The romance enters the frame in the form of Arthur 'Boy' Capel, played by Alessandro Nivola. He’s the one who actually sees her talent, but Anne Fontaine wisely keeps the focus on Gabrielle’s drive. Yes, Boy Capel is the love of her life, and Nivola brings a warm, British contrast to the cold French aristocrats, but you never get the sense that Gabrielle would have simply vanished if he hadn't shown up. She was already making the hats; he just gave her the shop.
The Textures of the DVD Era
Looking back at this film from our current CGI-saturated landscape, there is a tactile quality that is deeply soothing. This was the tail-end of the era where "prestige" meant location shooting and meticulously hand-sewn costumes by designers like Catherine Leterrier. Every tweed jacket and straw boater hat feels heavy and real.
This was also a prime "Netflix by mail" or "Blockbuster Saturday night" movie. I remember these films being the backbone of the DVD market—the kind of movie you’d rent because you wanted something "sophisticated" but still entertaining. The score by Alexandre Desplat (who also did The Queen and The Curious Case of Benjamin Button) adds that exact layer of sophisticated melancholy that defined 2000s prestige cinema. It’s elegant, repetitive, and slightly haunting, much like the process of sewing a thousand identical seams.

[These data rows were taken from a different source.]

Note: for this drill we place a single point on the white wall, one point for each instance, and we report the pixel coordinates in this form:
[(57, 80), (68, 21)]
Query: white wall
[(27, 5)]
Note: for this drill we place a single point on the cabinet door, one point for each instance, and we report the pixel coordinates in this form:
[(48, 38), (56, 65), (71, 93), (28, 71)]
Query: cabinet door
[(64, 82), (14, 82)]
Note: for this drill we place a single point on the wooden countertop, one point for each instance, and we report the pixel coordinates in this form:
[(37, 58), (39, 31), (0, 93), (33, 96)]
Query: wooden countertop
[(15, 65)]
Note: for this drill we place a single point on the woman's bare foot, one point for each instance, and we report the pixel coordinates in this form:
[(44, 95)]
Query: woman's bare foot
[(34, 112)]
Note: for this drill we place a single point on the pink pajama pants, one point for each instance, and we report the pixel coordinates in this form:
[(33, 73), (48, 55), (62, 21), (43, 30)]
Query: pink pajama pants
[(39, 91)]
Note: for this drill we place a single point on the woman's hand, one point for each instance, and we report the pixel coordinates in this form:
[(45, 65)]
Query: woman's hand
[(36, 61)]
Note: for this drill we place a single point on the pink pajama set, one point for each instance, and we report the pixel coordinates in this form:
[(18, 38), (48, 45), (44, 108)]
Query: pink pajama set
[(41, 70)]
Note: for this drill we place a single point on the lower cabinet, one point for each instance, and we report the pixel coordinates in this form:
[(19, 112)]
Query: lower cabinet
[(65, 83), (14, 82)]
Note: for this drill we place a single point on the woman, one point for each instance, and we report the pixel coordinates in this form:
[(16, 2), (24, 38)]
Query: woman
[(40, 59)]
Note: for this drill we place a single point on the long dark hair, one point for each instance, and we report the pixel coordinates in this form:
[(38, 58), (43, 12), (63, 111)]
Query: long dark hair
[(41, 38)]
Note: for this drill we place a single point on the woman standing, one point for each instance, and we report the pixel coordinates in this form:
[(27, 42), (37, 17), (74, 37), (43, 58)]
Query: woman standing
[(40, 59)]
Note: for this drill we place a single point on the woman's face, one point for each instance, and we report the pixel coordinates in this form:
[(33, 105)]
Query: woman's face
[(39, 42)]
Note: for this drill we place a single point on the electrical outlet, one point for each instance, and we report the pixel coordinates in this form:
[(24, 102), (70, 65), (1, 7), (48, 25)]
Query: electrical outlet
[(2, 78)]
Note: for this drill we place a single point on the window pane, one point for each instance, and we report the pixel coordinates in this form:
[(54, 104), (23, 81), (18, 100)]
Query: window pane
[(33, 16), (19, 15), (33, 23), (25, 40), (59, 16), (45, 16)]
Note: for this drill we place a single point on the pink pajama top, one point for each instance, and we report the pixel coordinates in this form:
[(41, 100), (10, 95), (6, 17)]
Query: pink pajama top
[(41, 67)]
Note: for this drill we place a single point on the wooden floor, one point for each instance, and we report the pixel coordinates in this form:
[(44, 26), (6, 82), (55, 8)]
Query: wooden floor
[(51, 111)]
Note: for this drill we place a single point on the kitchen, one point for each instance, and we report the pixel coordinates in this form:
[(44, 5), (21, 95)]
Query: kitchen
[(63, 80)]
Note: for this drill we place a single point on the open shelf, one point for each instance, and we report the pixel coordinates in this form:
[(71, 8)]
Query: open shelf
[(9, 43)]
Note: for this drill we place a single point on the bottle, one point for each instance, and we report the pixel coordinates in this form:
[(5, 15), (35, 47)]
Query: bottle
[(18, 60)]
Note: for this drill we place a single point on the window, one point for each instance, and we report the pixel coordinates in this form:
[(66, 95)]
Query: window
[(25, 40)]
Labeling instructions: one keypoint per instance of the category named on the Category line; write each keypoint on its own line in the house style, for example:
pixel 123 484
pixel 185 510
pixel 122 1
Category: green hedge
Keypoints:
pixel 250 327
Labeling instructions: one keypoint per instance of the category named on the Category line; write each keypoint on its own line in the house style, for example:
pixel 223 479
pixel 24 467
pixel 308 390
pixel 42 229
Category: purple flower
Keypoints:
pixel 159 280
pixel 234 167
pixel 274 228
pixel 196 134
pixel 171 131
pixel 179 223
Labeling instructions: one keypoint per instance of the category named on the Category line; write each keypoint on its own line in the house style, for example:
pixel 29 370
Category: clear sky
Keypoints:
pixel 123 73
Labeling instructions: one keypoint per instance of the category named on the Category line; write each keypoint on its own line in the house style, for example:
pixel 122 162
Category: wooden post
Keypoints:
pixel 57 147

One detail that has aged surprisingly well is the film’s refusal to turn Chanel into a saint. She’s prickly, social-climbing, and often quite mean to those around her. It acknowledges that to be the first woman to do what she did, she couldn't afford to be nice. The movie stops just as she becomes a success, sparing us the messy, controversial politics of her later life in occupied France, which is probably a wise choice for a film that wants to remain an inspiring "rise to power" narrative.
Coco Before Chanel is a quiet, sturdy piece of filmmaking that prioritizes character over spectacle. It’s a drama that understands that a woman choosing to wear pants in 1905 was a more radical act than any battlefield charge. While it might move a bit slow for those used to the rapid-fire pacing of modern biopics, it rewards you with a rich, atmospheric look at the birth of a legend. If you appreciate great tailoring and even better acting, it's a journey worth taking.